Psikolog telah menemukan apa yang menyebabkan keengganan untuk memaafkan suatu pelanggaran

Tampaknya karena Anda tersinggung, maka terserah Anda untuk memutuskan apakah akan memaafkan seseorang atau membuatnya meminta maaf beberapa kali lagi. Namun pada kenyataannya, semuanya jauh lebih rumit. Jika Anda ingin mempertahankan hubungan dengan pelaku Anda, maka Anda tidak dapat menolak untuk memaafkannya, jika tidak, peluang rekonsiliasi Anda akan menjadi nol.

Kesimpulan ini dicapai oleh psikolog Australia, yang artikelnya diterbitkan dalam jurnal Personality and Social Psychology Bulletin.. 

Michael Tai dari University of Queensland dan rekan-rekannya melakukan empat eksperimen psikologis. Selama yang pertama, peserta diminta untuk mengingat situasi ketika mereka menyinggung seseorang, dan kemudian dengan tulus meminta maaf kepada korban. Setengah dari peserta harus menggambarkan secara tertulis bagaimana perasaan mereka ketika pengampunan diterima, dan sisanya ketika mereka tidak diampuni.

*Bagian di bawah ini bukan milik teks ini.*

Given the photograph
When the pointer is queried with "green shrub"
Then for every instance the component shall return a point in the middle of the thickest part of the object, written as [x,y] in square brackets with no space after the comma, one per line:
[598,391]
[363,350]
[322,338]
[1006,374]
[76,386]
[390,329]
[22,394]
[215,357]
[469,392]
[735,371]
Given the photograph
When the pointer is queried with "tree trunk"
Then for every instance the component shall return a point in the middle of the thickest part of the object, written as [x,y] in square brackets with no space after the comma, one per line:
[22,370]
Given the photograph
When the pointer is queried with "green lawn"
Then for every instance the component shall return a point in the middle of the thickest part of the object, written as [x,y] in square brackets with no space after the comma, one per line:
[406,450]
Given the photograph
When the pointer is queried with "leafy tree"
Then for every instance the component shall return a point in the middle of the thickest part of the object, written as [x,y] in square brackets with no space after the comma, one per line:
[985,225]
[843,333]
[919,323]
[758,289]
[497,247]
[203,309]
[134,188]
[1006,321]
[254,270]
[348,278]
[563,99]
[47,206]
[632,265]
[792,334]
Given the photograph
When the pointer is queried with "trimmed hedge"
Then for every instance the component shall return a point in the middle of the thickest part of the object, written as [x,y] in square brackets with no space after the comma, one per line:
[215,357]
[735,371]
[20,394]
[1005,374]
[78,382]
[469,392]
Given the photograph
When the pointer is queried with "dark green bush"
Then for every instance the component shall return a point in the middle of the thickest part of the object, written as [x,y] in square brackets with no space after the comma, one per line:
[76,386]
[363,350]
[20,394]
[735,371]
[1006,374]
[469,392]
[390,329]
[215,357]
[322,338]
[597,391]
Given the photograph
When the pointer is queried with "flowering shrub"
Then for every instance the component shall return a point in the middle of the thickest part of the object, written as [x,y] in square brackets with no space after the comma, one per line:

Ternyata mereka yang tetap tak termaafkan menganggap reaksi korban sebagai pelanggaran norma sosial yang mencolok. Penolakan untuk «memaafkan dan melupakan» membuat para pelanggar merasa kehilangan kendali atas situasi.

Akibatnya pelaku dan korban bertukar peran: yang awalnya bertindak tidak adil mendapat firasat bahwa korban adalah dirinya, bahwa dirinya tersinggung. Dalam situasi ini, peluang untuk penyelesaian konflik secara damai menjadi minimal — pelaku yang “tersinggung” menyesal telah meminta pengampunan dan tidak mau menerima korban.

Hasil yang diperoleh dikonfirmasi dalam tiga percobaan lainnya. Seperti yang dicatat oleh penulis, fakta permintaan maaf dari pelaku mengembalikan kekuasaan atas situasi ke tangan korban, yang bisa memaafkannya atau menyimpan dendam. Dalam kasus terakhir, hubungan antara orang-orang dapat dihancurkan selamanya.